Carol and i have just had a marvelous adventure. We went to Pier 24. I’ll give you some links, but first, my version of the back story.
About six years ago a fabulously wealthy local investment banker named Andy Pilara more or less accidentally saw in a gallery window a photograph that so caught his eye that he stopped in his tracks and then went into the gallery where, for the first time in his life he was blown away by a piece of art.
So of course he bought it. And then went back and bought others. And more and more and more, learning as he bought and amassing a huge collection (he’s rich as Croesus, remember). So then he realizes he sitting on this fabulous collection and wonders what he’s gonna do with it. Elementary, let others also enjoy it.

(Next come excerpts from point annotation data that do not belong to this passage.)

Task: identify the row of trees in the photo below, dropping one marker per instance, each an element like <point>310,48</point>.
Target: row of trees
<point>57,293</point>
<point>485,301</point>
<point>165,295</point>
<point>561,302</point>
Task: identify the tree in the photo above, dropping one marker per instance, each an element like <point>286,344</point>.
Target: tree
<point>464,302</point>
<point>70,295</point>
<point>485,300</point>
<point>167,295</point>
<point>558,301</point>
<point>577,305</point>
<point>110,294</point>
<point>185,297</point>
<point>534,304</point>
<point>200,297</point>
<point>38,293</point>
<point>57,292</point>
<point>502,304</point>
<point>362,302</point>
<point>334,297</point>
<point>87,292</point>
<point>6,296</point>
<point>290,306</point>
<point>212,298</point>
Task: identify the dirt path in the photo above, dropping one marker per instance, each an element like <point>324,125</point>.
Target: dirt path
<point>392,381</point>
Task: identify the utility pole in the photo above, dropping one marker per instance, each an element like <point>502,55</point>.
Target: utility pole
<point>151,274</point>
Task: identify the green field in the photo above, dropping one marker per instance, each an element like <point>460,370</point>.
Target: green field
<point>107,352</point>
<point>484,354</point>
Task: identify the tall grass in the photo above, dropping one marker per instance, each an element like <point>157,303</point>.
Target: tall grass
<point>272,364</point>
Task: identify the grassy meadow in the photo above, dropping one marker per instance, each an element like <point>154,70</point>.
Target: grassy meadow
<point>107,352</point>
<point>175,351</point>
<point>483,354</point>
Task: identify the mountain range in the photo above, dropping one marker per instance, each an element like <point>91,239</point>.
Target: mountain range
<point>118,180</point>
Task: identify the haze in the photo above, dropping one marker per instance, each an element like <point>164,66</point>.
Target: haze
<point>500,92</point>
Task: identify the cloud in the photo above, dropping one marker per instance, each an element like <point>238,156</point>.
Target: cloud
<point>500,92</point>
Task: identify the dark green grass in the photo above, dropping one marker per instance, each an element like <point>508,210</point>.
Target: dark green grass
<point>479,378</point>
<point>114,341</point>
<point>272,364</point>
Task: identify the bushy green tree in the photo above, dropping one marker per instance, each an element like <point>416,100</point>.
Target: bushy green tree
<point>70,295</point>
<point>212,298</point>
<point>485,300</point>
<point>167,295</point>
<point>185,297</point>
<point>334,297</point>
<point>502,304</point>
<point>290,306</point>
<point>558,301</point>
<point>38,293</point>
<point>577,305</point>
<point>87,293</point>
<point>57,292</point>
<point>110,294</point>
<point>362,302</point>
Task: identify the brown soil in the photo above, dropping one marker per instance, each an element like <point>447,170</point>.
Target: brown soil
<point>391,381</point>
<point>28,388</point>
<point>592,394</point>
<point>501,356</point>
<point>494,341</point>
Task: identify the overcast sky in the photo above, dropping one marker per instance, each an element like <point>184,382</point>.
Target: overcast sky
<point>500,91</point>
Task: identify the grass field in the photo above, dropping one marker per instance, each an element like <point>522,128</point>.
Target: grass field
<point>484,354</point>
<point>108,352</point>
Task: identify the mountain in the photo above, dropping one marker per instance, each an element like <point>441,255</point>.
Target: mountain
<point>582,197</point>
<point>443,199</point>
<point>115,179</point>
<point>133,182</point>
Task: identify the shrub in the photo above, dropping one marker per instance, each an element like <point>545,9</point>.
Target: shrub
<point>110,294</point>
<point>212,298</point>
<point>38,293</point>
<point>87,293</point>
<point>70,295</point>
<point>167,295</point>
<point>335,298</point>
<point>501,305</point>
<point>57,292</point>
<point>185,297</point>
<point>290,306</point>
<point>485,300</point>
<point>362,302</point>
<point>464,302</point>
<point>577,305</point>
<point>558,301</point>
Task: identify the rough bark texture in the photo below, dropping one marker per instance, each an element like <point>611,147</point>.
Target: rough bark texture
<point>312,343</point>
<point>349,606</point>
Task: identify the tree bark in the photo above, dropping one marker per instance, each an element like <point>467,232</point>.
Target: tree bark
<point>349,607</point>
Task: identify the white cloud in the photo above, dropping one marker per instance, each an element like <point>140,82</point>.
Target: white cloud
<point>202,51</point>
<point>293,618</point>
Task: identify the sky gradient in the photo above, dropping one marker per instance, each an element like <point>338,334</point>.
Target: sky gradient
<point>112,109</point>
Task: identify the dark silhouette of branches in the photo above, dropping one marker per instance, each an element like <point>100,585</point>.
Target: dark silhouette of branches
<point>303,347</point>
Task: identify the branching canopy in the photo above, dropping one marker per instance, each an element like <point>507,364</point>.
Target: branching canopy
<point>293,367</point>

So he gets a long term lease on one of the ramshackle piers left over from the days when San Francisco was a working port, shores up the crumbling structure, guts it, and creates an enormous temperature and humidity controlled display space for photography. His photography. The largest display space for photography in the country.
And throws it open to the public. Free. But only by reservation. For something like a couple of dozen people at a time which guarantees unobstructed views and a quiet experience. You can stay for only two hours. But yes, that’s enough time because he’s presenting the collection in chunks of a few hundred at a time. The current exhibition is the second, titled HERE, and is material mainly from local photographers and includes works such as Eadweard Muybridge’s 1878 panorama from the Mark Hopkins displayed just above Mark Klett’s 1990 panorama from almost the same vantage. Not that any of this information is posted on the wall beside the photographs. Oh no, the only data provided about the photographs is in the handsome, free brochure you are given as you enter, and that merely lists the names of the photographers (a maximum of three) represented in each of the 22 rooms. Period. Tough art love. No spoon feeding. Late note: In November i went back to take Gloria, and now they have a brochure that lists the artist and title of every photograph.
And did i mention that it’s all free, free, free? Here we have a sterling gentleman in the mold of Bill Gates and Warren Buffett who, having amassed a fortune comes to the understanding that there is something better to do with his wealth than follow the example of the Waltons and the Koch brothers and devote it to making certain that not a single cent escapes the family or worse yet, provides an amenity for the less wealthy. A round of applause for Andy Pilara. Three rounds of applause.
Here’s an article that appeared in the San Francisco Chronicle last year before the first exhibition opened.
And here’s a link to the official website, which has more information including how to make that reservation. You really must see this exhibition. I’m sick at heart that i missed the first one, but for sure i’ll never miss another.
Carol and i were stunned by the show, and as we staggered out i noticed that my eyes had somehow been recalibrated and were seeing potential photographs everywhere i looked. I was so completely enthralled that i whipped out my little Panasonic and started taking shots of the rusting rail line between the piers. Then i heard a man speak behind me and turned to see this guy entering the door carrying a framed and wrapped object. He was saying something jocular to the effect that i should send him a copy so he could display it.
Quick witted Carol asked, “Are you Mr. Pilara?”
And no, you’re not seeing any of the miserable shots i had just taken. One of ’em had enough potential that i’ll go back down there on a nice day with my big Panasonic and try for the shot i missed. And maybe then i’ll post it here…but you’ll have to promise to let it be our secret from Andy. Wouldn’t want him pestering me.